Sunday, August 27, 2017

When is a Homonym Not a Gorilla?

My mother loved to play a word game with me when I was about six.  First she would ask me the meaning of the word, "synonym." Once we had established I knew two words with the same meaning, she would ask, "And what is a homonym?" 

"Sounds the same, different meaning."
"Right. But is it spelled the same?"

Now, at age 6, and actually at age 60, my spelling is problematic, but I would say, as part of the ritual:  "It may be spelled the same or differently, the important thing is they have different meanings. A homophone sounds the same but is spelled differently and so is a special type of homonym."
Magnificent gorilla 

That would begin the game, which consisted of my coming up with examples of words which sounded the same but have different meanings.

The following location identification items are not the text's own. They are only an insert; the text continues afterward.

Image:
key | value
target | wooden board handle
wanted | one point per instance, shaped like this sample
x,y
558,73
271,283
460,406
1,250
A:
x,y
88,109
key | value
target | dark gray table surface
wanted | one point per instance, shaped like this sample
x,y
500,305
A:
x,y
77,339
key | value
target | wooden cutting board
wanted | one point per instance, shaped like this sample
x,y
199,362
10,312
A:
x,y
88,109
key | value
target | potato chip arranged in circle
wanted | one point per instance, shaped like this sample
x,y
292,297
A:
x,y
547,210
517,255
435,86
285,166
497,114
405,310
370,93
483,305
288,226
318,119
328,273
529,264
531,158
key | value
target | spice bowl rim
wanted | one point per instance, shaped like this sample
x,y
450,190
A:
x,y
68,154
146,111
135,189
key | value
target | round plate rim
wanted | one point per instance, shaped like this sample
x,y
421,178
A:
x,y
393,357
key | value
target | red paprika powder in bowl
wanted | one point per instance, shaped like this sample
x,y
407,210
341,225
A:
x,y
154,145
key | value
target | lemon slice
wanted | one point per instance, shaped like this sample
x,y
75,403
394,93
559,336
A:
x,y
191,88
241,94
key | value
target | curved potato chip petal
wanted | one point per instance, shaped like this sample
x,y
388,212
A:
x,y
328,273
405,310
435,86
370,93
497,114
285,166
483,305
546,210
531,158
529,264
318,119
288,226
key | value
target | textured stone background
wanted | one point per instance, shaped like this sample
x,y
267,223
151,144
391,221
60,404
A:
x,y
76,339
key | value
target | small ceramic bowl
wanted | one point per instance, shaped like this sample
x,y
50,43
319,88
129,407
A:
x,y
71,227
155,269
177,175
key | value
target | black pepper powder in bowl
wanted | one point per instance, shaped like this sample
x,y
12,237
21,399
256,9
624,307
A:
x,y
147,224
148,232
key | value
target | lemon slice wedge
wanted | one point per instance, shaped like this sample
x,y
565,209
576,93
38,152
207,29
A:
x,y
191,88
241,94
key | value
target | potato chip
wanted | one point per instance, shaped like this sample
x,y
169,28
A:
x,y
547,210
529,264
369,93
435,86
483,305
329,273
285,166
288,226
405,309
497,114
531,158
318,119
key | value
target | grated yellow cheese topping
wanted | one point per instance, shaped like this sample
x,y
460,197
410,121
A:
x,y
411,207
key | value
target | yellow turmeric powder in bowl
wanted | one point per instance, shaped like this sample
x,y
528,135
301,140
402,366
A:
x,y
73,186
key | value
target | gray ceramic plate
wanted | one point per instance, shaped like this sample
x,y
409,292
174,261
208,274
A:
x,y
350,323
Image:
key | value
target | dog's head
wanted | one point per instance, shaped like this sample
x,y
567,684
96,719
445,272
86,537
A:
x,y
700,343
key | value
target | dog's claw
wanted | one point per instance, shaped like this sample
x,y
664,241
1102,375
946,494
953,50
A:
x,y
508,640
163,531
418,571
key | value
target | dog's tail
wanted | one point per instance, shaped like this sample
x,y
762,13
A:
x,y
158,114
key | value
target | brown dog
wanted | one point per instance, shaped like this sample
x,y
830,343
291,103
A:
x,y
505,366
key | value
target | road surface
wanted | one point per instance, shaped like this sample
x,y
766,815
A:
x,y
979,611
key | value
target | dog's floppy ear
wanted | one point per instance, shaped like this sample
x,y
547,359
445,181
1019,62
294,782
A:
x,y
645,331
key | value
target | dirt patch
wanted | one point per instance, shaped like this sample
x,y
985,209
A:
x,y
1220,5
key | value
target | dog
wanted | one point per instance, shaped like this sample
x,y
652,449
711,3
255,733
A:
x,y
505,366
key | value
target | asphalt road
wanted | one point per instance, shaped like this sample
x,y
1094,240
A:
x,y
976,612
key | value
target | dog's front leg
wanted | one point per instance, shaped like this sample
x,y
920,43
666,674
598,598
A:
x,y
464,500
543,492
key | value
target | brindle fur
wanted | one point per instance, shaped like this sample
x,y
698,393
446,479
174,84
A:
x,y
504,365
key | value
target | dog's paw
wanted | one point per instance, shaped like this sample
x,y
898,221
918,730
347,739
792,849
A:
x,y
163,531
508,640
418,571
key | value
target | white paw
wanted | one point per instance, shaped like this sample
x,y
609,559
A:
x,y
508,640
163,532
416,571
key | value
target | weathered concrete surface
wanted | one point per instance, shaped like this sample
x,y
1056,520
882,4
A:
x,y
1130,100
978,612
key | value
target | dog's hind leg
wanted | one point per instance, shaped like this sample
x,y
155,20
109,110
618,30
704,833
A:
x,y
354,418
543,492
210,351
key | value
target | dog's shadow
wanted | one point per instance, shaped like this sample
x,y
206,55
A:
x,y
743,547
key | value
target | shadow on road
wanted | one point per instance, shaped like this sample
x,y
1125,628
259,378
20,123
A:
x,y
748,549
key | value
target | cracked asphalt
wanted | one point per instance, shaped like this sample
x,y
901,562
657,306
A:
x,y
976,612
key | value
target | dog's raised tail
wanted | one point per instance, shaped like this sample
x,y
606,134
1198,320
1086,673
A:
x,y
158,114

I don't know that we ever did "guerilla" vs "gorilla."

Guerilla was a word I can only remember hearing in the 1960's and this game was before that time. 
Real Guerilla 

Perhaps the executives at ESPN would have benefited from that game had their mother's played that with them.

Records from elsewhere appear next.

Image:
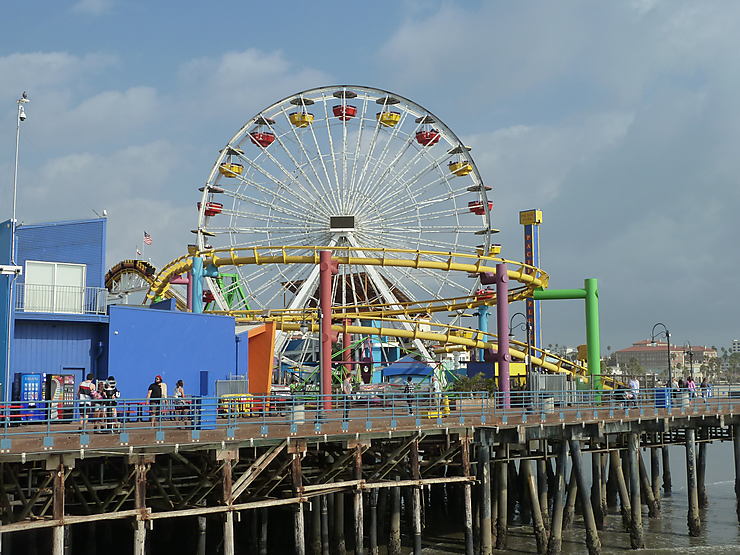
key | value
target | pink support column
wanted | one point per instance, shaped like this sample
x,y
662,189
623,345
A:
x,y
327,268
502,323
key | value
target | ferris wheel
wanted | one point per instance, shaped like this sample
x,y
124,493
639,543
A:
x,y
344,166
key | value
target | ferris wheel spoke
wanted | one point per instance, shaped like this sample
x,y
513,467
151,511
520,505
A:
x,y
299,166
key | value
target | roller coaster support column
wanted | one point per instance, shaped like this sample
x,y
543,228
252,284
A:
x,y
502,323
327,268
590,293
482,326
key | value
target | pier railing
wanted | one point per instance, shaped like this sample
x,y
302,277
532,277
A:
x,y
284,416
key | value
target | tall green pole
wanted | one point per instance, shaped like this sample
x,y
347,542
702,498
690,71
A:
x,y
591,285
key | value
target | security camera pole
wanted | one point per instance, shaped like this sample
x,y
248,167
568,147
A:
x,y
13,224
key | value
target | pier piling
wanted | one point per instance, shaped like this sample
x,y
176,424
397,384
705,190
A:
x,y
694,520
593,543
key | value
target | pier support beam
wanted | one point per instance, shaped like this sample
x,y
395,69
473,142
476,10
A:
x,y
667,482
484,475
615,463
538,526
694,520
637,541
593,543
556,524
736,451
596,479
394,539
467,500
701,470
299,532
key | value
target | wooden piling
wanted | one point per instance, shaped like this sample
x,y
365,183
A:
x,y
570,501
555,542
538,526
338,524
502,482
667,482
415,496
593,544
262,541
299,533
694,520
358,508
372,532
655,473
467,501
484,457
637,540
394,539
736,451
647,489
596,478
615,462
701,470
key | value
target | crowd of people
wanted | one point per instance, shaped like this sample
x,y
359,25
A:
x,y
99,406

Apparently they fired a sportscaster named Doug Adler for uttering the following sentence, while calling a tennis match in Australia:

“You see Venus move in and put the guerilla effect on. Charging.”

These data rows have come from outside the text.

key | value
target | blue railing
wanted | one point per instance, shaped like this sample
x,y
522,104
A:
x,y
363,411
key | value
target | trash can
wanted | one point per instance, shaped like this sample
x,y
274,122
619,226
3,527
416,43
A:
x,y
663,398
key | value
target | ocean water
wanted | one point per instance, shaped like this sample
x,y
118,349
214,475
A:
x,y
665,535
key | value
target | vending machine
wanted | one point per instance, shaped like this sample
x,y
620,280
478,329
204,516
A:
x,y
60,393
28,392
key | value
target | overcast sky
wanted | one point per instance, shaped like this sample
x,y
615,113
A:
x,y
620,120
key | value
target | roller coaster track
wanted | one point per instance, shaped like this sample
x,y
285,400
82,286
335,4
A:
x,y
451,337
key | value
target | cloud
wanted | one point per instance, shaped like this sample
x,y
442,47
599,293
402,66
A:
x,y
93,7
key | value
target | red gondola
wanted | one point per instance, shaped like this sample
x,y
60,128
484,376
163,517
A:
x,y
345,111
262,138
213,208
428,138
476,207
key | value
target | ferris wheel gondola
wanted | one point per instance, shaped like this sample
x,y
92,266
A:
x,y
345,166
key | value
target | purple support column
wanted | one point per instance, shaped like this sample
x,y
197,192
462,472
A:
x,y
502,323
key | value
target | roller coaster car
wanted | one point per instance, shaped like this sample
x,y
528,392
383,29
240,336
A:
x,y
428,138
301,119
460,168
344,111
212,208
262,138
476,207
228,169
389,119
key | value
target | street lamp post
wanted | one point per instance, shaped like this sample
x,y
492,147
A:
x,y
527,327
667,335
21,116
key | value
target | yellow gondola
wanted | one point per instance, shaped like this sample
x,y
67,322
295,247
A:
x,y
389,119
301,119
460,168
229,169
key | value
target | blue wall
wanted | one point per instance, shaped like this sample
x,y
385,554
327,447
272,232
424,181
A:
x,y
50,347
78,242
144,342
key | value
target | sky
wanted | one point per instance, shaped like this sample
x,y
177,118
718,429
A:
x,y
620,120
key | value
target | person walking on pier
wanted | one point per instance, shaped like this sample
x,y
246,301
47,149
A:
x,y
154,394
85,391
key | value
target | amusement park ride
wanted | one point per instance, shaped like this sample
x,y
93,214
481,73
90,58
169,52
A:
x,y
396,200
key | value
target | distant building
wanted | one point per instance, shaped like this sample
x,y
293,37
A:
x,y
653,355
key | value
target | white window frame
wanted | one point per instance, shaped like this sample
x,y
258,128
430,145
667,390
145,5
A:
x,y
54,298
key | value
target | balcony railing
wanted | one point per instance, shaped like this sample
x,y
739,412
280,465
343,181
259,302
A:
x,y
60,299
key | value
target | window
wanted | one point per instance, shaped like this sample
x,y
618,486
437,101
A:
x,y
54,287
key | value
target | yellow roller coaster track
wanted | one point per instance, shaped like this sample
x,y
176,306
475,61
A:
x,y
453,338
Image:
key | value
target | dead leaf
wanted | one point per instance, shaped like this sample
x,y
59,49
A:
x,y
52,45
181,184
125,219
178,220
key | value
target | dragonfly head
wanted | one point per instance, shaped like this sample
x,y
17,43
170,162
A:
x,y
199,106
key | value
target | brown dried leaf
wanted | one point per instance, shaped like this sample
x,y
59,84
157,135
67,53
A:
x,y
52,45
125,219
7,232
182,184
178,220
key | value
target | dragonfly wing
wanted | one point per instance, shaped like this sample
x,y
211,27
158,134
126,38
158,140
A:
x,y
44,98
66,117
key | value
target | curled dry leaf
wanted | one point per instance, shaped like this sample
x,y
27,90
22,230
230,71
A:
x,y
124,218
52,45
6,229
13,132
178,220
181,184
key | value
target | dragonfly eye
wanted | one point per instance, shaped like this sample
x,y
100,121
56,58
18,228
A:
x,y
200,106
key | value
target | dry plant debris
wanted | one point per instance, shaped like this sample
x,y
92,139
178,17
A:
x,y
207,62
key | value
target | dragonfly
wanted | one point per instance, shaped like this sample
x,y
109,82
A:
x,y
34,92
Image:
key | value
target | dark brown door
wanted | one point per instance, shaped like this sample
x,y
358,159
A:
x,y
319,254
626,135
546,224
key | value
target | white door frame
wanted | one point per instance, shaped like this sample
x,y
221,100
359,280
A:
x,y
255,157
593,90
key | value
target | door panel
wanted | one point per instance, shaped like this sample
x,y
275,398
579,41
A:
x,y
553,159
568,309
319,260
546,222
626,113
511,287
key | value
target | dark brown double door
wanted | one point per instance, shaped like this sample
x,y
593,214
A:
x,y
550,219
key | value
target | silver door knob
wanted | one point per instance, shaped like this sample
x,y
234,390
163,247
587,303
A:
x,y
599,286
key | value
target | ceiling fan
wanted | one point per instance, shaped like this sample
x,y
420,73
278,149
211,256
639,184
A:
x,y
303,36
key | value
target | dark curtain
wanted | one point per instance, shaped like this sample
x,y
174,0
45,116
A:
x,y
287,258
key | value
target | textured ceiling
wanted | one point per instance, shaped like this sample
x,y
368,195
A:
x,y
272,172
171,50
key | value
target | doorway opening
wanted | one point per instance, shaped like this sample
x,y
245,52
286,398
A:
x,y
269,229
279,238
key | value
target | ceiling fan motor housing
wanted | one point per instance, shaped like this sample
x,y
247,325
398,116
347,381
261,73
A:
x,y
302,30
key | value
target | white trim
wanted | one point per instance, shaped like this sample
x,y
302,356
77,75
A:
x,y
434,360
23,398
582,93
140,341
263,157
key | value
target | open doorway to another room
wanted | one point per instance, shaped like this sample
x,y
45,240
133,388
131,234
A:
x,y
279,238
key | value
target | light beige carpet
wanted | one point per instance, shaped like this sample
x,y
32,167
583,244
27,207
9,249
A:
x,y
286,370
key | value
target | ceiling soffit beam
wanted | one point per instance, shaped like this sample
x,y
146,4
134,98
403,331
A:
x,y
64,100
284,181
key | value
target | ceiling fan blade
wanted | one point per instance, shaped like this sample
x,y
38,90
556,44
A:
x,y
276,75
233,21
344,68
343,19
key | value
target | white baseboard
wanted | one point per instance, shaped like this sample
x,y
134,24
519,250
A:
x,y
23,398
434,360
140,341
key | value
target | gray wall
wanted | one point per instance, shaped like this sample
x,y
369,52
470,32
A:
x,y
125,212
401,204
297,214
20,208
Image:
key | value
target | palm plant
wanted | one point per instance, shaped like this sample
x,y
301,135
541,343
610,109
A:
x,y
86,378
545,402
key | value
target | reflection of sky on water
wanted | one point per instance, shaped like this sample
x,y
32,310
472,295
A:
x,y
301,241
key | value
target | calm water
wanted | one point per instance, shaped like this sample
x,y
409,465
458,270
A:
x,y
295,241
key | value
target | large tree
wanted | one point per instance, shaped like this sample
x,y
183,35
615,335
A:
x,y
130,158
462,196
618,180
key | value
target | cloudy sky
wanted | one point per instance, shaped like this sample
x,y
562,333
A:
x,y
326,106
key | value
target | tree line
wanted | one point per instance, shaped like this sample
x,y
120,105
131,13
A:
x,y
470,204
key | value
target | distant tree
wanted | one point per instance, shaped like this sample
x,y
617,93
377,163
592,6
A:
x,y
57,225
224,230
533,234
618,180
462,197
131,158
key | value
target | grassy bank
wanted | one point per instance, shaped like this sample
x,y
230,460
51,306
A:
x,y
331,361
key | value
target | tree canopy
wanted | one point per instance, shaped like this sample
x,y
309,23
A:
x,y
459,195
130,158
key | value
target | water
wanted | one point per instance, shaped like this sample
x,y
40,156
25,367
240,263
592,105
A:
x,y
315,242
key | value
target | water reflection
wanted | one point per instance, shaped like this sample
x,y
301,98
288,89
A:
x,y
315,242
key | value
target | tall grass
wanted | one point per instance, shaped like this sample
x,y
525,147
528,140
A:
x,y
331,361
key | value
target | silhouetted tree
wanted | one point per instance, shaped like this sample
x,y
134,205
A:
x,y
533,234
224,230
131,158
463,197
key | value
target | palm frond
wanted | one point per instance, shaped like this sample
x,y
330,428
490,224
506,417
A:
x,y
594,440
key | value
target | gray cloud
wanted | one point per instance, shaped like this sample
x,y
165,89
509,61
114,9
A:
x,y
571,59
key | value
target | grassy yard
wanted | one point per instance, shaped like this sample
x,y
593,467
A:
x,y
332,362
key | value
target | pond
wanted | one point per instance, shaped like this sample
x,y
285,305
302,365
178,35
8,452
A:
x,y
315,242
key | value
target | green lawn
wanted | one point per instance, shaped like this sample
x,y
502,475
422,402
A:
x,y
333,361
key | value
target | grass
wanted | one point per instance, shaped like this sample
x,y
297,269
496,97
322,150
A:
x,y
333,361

That was taken, in some quarters, by some people, as a racial slur. The man just called Venus Williams a gorilla.

And in Australia!  Australia, where never a racist word has been uttered, where brown skinned refugees are turned away to alternative islands. 
Gorilla not

Personally, I found it deeply offensive and amusing to hear white men refer to Michelle Obama as a gorilla.  She is an athletic, tall and muscular Black woman, who beyond her physical attributes, could probably demolish the pot bellied, pencil legged men who called her that--demolish them on a basketball court, baseball diamond or even on a wrestling mat.

Eat Your Heart Out

The guys who described her that way were invariably wimpy White men whose idea of exercise was getting up and walking across the room for their cigarettes. 




Guerilla maybe, not Gorilla


Beyond that use of gorilla, I'm not sure why that is such an insult.  To my mind gorillas are gorgeous, magnificent beasts.
The do beat their chests, but usually to avoid conflict not begin it.
Flip Wilson


My favorite depiction of a gorilla is Flip Wilson's great riff on the near sighted Reverand Leroy, the pastor of the Church of What's Happening Now, who mistakes a caged gorilla in a zoo for a man who is having his civil rights violated.
"Why look how low they've brought you, now," says the appalled Reverand Leroy. "They've got you eating out of a trough!"
And the Reverand promises the gorilla he will go right back to the congregation and mobilize a protest.
Of course, the Reverand gets too close and the gorilla snatches the Reverand through the bars of his cage (broke both shoulder blades getting him in) and proceeds to reign blows upon the Reverand's head with a seventy pound fist of hair covered knuckle before throwing the Reverand back out of the cage. 
The Reverand pulls himself together and says, "You don't act like an upstanding man. You act more like a gorilla!" and promises to go back to the congregation to see if they can't get the gorilla the electric chair.

Of course, this record came out in the midst of the civil rights movement in 1970, and it was a lovely expression of the ying and yang of violations of civil rights. If the guy in jail has actually harmed you, you don't see his civil rights as having been violated.

Well, so much for gorillas and guerillas. 

The fact is, political correctness can be stupid. 
The facts in this case are a little more murky because the comment was made on air and nobody could see the spelling.
My mother would have had words for ESPN.